All posts

What the best chief residents do differently

It is not the cases. It is how the service runs.

The chief year in general surgery is a specific kind of test. It is not primarily a test of operative skill, which has been developing for four years and will continue developing in fellowship and practice. It is a test of whether a resident can run a clinical service: manage a team, keep a complex system functioning when things change, and make the attending's life easier without being asked to.

These are not skills that residency explicitly teaches. There is no didactic on service management and no rotation in leadership. The resident has been observing chief residents do it for years, and now it is their turn, and the distance between watching and doing is significant.

What the effective chiefs do

They run the service, not just the cases. The difference between a chief focused on their own operative experience and a chief running a service is visible to everyone on the team. The case-focused chief disappears into the operating room and the service drifts. Consults are answered late, the junior residents are uncertain about the plan, and the nurses page the intern who pages the chief who is scrubbed. The service-focused chief has systems in place: the plan is communicated before rounds, the consults are triaged and assigned, and the junior residents know what is expected. The service functions whether the chief is in the operating room or not.

This is not about operating less to manage more. It is about building enough structure that the service can function during operating room hours. The chiefs who do this well typically spend a few extra minutes in the morning setting up the day, and those minutes produce hours of smooth operation.

They teach, even when it is less efficient. The easiest version of the chief year is doing everything yourself. The chief already knows how to write the orders, present the patients, and manage the consults. Letting the intern do it is slower and requires oversight. But the chief year is the first time a resident is responsible for someone else's education, and how they handle that responsibility is formative for both parties.

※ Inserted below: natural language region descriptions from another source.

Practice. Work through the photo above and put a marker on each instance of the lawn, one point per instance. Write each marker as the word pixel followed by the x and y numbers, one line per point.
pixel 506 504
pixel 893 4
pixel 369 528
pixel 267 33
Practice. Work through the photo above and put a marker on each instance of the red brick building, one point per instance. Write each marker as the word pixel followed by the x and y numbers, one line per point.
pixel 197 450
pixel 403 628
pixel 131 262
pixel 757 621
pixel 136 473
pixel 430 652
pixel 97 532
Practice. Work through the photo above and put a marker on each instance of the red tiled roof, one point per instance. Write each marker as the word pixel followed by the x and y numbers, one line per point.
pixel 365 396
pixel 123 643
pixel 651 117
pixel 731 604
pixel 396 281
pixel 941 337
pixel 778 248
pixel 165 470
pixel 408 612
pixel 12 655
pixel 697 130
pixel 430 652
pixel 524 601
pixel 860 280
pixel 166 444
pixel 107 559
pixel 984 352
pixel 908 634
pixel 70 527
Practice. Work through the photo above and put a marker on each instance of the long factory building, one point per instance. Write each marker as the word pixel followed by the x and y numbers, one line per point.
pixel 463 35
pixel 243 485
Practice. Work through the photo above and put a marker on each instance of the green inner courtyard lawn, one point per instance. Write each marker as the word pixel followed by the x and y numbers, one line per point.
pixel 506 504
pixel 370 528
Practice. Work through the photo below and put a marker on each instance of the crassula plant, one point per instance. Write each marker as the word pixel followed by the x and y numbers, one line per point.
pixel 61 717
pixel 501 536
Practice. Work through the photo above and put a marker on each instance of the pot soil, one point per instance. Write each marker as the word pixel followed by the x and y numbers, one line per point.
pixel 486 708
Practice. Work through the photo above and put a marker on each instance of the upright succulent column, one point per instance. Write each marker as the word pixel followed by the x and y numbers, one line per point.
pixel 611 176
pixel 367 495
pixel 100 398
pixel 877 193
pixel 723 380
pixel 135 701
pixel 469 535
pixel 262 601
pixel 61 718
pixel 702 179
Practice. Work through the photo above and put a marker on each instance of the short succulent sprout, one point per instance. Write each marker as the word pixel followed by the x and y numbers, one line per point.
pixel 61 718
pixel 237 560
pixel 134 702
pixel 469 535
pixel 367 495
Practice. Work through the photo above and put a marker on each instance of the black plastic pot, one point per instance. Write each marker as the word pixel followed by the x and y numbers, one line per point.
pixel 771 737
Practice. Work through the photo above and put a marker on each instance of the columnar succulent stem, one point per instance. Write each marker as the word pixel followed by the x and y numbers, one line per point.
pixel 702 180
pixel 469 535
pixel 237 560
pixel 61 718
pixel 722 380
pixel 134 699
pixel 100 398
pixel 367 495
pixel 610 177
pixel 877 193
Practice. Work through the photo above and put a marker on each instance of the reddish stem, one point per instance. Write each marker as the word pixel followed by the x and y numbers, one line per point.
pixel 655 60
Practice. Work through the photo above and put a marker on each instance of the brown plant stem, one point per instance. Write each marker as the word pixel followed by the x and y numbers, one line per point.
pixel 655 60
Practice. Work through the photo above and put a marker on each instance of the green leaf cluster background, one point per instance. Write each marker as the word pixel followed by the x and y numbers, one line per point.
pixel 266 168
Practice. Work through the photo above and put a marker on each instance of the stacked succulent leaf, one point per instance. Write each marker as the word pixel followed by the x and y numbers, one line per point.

The effective chiefs teach by narrating their reasoning rather than directing actions. "I am adding this to the plan because..." is a teaching moment that takes five seconds. "Just do this" is faster but teaches nothing. Over the course of a year, the accumulated difference between these approaches determines whether the junior residents develop judgment or learn to follow instructions.

They manage up without being managed. The relationship between the chief resident and the attending is a specific dynamic that does not exist at any other level of training. The attending needs confidence that the service is handled. The chief needs autonomy to run it. The interface between these two needs is communication, but only the right kind and the right amount.

Chiefs who over-communicate, calling the attending about every decision and presenting every consult in full detail, erode trust by signaling that they cannot function independently. Chiefs who under-communicate, making decisions the attending should know about or failing to flag the deteriorating patient, erode trust by creating risk. The effective pattern is a concise, proactive update: this is what is happening, this is what I am doing, and this is the one thing I want your input on. That structure provides confidence without consuming time.

What separates adequate from excellent

Most chief residents are adequate. The year is completed, the service functions, cases get done, and no one is harmed. That is not trivial, because the chief year is genuinely demanding and finishing it intact is an achievement.

But there is a tier above adequate that is worth understanding, because it previews what makes an effective surgeon in practice.

They anticipate. Not just clinically but operationally. They recognize that tomorrow's add-on case will displace the afternoon schedule, so they have already spoken with the operating room charge nurse. They know the intern is post-call tomorrow, so they have redistributed the morning work. They see the service as a system rather than a series of individual tasks, and they manage it proactively rather than reactively.

They set the emotional temperature. The chief's demeanor propagates through the team. When the chief is stressed and short-tempered, the team operates defensively, focused on self-protection rather than problem-solving. When the chief is calm under pressure, the team relaxes enough to function well. This is not about suppressing emotion. It is about recognizing that stress is contagious and managing its expression, even in moments of genuine intensity.

They give credit and take responsibility. When the service runs well, the effective chiefs credit the team. When something goes wrong, they own it, even when the specific failure was someone else's action. This is not selflessness for its own sake. It is the recognition that as the person running the service, system failures are their failures, and team successes belong to the team. This instinct, owning problems while sharing credit, is the same instinct that defines effective attendings, and it begins developing in the chief year.

What the chief year is for

If the chief year is a test, what it tests is not whether a resident can perform the operations. That has been building for years. It tests whether they can be trusted to run a clinical operation: to manage people, to make decisions that affect a team rather than just a patient, to carry the weight of responsibility without being diminished by it. That test matters because independent practice is the chief year without the guardrails. The surgeon will be running a service, managing a team, and making decisions that no one else will make for them. How they handle the chief year is the best preview available of how they will handle what follows.